The Port of Long Beach won 22 awards for outstanding security, communications, and environmental programs during the annual American Association of Port Authorities in Miami earlier this month.
Among the awardees during the Nov. 2-4 event were:
  • “Virtual Port,” a program that allows the port’s security team to monitor the harbor with surveillance tools and shipping and transit data. It received the Best Information Technology Award.
  • The “West Anaheim Street Improvement Project” won the Best Environmental Improvement Award. The project, which beautified and modernized a heavily traveled corridor in the harbor district, was recognized for its sustainable design and practices, which included drought-resistant landscaping and low-energy lighting.
  • The port’s trade and summer community advertising campaigns won for best advertisements.
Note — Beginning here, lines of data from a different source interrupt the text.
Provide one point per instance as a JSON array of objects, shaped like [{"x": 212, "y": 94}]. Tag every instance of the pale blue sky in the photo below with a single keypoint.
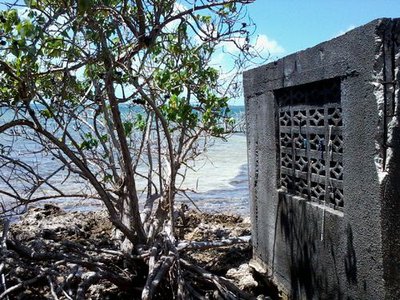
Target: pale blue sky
[{"x": 299, "y": 24}]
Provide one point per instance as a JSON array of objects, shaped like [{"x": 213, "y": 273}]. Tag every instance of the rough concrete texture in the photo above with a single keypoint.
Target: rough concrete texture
[{"x": 309, "y": 250}]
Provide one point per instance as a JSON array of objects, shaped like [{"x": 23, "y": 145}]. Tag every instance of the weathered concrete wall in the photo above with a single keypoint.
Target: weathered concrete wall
[{"x": 311, "y": 250}]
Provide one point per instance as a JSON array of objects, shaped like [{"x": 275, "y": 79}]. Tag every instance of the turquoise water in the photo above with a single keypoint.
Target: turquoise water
[{"x": 217, "y": 180}]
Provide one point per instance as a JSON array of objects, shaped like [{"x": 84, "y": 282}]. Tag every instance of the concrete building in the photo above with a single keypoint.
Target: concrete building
[{"x": 323, "y": 130}]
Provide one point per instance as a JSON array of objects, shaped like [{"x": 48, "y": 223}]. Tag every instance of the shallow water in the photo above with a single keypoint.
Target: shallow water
[
  {"x": 218, "y": 180},
  {"x": 221, "y": 182}
]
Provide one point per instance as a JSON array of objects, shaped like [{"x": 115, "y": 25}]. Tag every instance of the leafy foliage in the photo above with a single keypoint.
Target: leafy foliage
[{"x": 115, "y": 91}]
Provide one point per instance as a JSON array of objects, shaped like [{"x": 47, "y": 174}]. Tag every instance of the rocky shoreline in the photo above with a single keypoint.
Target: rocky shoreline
[{"x": 52, "y": 254}]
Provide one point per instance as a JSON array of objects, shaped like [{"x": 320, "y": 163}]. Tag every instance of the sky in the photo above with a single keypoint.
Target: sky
[
  {"x": 284, "y": 27},
  {"x": 287, "y": 26}
]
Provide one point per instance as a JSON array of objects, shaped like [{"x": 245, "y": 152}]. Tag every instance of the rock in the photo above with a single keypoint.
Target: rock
[{"x": 243, "y": 276}]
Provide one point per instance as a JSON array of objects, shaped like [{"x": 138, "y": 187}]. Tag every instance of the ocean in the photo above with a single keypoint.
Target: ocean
[{"x": 217, "y": 181}]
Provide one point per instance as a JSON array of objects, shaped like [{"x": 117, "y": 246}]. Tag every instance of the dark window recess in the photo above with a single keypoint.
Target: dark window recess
[{"x": 311, "y": 142}]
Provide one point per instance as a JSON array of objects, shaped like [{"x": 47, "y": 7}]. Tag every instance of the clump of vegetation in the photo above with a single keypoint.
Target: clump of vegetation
[{"x": 121, "y": 95}]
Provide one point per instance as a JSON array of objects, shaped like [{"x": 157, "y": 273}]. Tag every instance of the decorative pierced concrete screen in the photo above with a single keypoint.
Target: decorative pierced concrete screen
[{"x": 311, "y": 143}]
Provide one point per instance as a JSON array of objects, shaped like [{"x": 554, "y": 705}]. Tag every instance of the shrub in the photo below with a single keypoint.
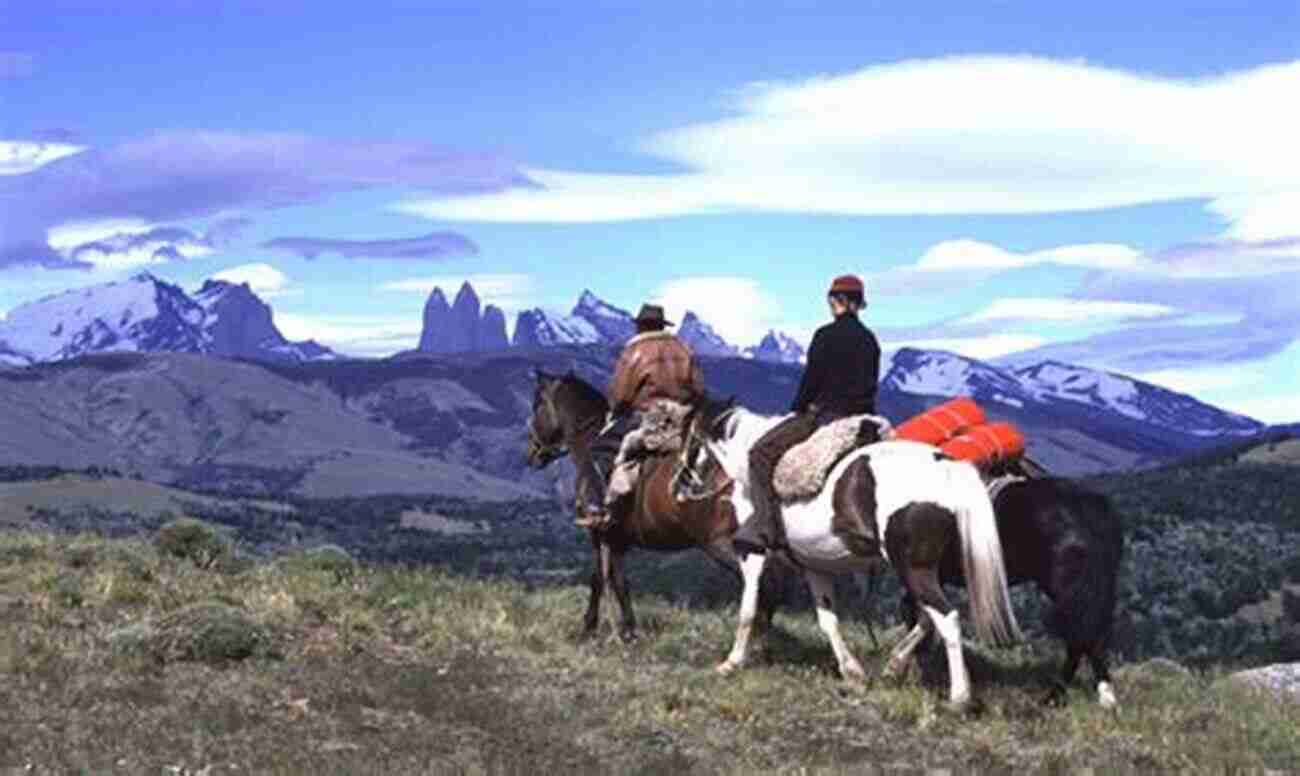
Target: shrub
[
  {"x": 208, "y": 632},
  {"x": 194, "y": 541}
]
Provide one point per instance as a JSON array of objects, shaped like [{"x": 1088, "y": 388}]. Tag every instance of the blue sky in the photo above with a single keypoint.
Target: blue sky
[{"x": 1113, "y": 185}]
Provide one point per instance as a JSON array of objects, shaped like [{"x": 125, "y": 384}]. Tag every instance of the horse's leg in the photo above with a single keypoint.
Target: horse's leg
[
  {"x": 934, "y": 605},
  {"x": 1101, "y": 675},
  {"x": 823, "y": 594},
  {"x": 724, "y": 554},
  {"x": 619, "y": 580},
  {"x": 752, "y": 573},
  {"x": 592, "y": 620}
]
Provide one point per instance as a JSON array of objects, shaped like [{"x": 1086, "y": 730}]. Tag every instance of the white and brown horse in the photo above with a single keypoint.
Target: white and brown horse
[{"x": 915, "y": 502}]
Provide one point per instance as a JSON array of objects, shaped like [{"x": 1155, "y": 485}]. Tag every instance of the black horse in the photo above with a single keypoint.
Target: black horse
[{"x": 1070, "y": 541}]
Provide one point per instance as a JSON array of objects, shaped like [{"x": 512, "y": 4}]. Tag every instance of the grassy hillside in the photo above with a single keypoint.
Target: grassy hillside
[{"x": 120, "y": 657}]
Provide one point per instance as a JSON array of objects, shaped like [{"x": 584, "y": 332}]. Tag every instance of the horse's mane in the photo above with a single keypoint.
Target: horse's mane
[{"x": 585, "y": 391}]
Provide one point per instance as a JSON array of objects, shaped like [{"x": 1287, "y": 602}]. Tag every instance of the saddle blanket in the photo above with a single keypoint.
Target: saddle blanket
[{"x": 802, "y": 471}]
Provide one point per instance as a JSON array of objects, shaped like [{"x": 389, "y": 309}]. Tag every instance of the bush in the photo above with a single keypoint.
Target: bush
[
  {"x": 325, "y": 558},
  {"x": 194, "y": 541},
  {"x": 208, "y": 632}
]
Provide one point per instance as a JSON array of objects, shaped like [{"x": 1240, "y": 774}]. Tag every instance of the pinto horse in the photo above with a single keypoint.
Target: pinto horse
[
  {"x": 1069, "y": 541},
  {"x": 566, "y": 419},
  {"x": 913, "y": 501}
]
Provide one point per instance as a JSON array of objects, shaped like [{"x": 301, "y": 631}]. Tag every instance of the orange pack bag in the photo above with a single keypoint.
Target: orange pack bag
[
  {"x": 987, "y": 443},
  {"x": 940, "y": 424}
]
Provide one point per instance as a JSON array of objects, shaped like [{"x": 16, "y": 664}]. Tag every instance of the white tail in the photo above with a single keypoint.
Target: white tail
[{"x": 982, "y": 558}]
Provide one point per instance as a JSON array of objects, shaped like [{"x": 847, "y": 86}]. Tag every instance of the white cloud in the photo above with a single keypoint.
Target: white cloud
[
  {"x": 969, "y": 254},
  {"x": 736, "y": 307},
  {"x": 975, "y": 347},
  {"x": 1268, "y": 408},
  {"x": 263, "y": 278},
  {"x": 1260, "y": 216},
  {"x": 362, "y": 336},
  {"x": 65, "y": 237},
  {"x": 1064, "y": 310},
  {"x": 18, "y": 157},
  {"x": 988, "y": 134}
]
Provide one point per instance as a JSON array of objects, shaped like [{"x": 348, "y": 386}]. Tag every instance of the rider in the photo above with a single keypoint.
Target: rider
[
  {"x": 839, "y": 380},
  {"x": 654, "y": 365}
]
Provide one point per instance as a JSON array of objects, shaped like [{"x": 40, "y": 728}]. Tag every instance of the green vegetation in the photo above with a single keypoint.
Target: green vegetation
[{"x": 157, "y": 663}]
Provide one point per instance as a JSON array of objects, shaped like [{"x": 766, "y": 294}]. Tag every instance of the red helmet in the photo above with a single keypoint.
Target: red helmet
[{"x": 846, "y": 284}]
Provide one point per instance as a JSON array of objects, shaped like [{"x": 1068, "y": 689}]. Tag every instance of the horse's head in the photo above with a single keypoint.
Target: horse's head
[
  {"x": 545, "y": 425},
  {"x": 705, "y": 425}
]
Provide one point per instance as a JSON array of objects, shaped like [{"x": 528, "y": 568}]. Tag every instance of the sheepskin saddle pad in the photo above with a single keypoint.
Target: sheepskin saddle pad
[{"x": 802, "y": 471}]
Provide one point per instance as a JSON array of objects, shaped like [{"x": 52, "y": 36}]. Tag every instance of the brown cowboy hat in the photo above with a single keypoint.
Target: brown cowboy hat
[{"x": 651, "y": 313}]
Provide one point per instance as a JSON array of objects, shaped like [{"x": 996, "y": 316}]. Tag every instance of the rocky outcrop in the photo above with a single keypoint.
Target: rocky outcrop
[
  {"x": 462, "y": 326},
  {"x": 776, "y": 347},
  {"x": 702, "y": 338}
]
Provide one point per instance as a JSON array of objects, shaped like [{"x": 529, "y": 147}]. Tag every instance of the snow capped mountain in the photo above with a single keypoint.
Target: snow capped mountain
[
  {"x": 1053, "y": 381},
  {"x": 778, "y": 347},
  {"x": 937, "y": 373},
  {"x": 144, "y": 313},
  {"x": 537, "y": 328},
  {"x": 702, "y": 339},
  {"x": 1056, "y": 388},
  {"x": 612, "y": 324}
]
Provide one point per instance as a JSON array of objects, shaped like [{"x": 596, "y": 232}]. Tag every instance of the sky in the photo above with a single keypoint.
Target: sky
[{"x": 1110, "y": 185}]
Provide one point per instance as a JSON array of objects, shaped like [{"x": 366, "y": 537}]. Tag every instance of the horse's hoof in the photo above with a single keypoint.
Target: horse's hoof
[
  {"x": 1106, "y": 696},
  {"x": 965, "y": 706}
]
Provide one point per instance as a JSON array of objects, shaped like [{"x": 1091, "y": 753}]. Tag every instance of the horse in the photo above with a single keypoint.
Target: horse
[
  {"x": 566, "y": 419},
  {"x": 1069, "y": 541},
  {"x": 911, "y": 499}
]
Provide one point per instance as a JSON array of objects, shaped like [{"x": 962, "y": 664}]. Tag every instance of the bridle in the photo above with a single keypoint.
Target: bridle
[
  {"x": 537, "y": 449},
  {"x": 698, "y": 489}
]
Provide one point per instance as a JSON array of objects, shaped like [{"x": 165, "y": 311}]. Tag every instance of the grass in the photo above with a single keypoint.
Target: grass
[{"x": 391, "y": 670}]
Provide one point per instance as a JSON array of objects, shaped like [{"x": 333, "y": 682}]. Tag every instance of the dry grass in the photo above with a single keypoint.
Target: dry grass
[{"x": 401, "y": 671}]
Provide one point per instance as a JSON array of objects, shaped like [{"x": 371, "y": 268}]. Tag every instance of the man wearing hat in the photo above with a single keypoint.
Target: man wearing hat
[
  {"x": 655, "y": 372},
  {"x": 840, "y": 380}
]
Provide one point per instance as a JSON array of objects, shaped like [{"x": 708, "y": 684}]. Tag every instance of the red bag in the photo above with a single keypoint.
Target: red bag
[
  {"x": 940, "y": 424},
  {"x": 987, "y": 443}
]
Both campaigns incorporated the tagline “Better Together,” referring to the collaboration between the port and its stakeholders to improve the harbor by making it a safe and efficient place to do business.
  • Marketing videos, educational programs, and a Wi-Fi/recharging station at the Breakbulk Americas 2014 conference each won praise. In all, the port won 20 communications awards.

“These awards are a source of tremendous pride for the Port of Long Beach,” CEO Jon Slangerup said. “Being recognized not once, not twice, but 22 times by the North and South American port association is an exceptional salute from our peers.”

The AAPA represents 160 of the leading seaport authorities in North America, Latin America and the Caribbean, and has over 300 sustaining and associate members.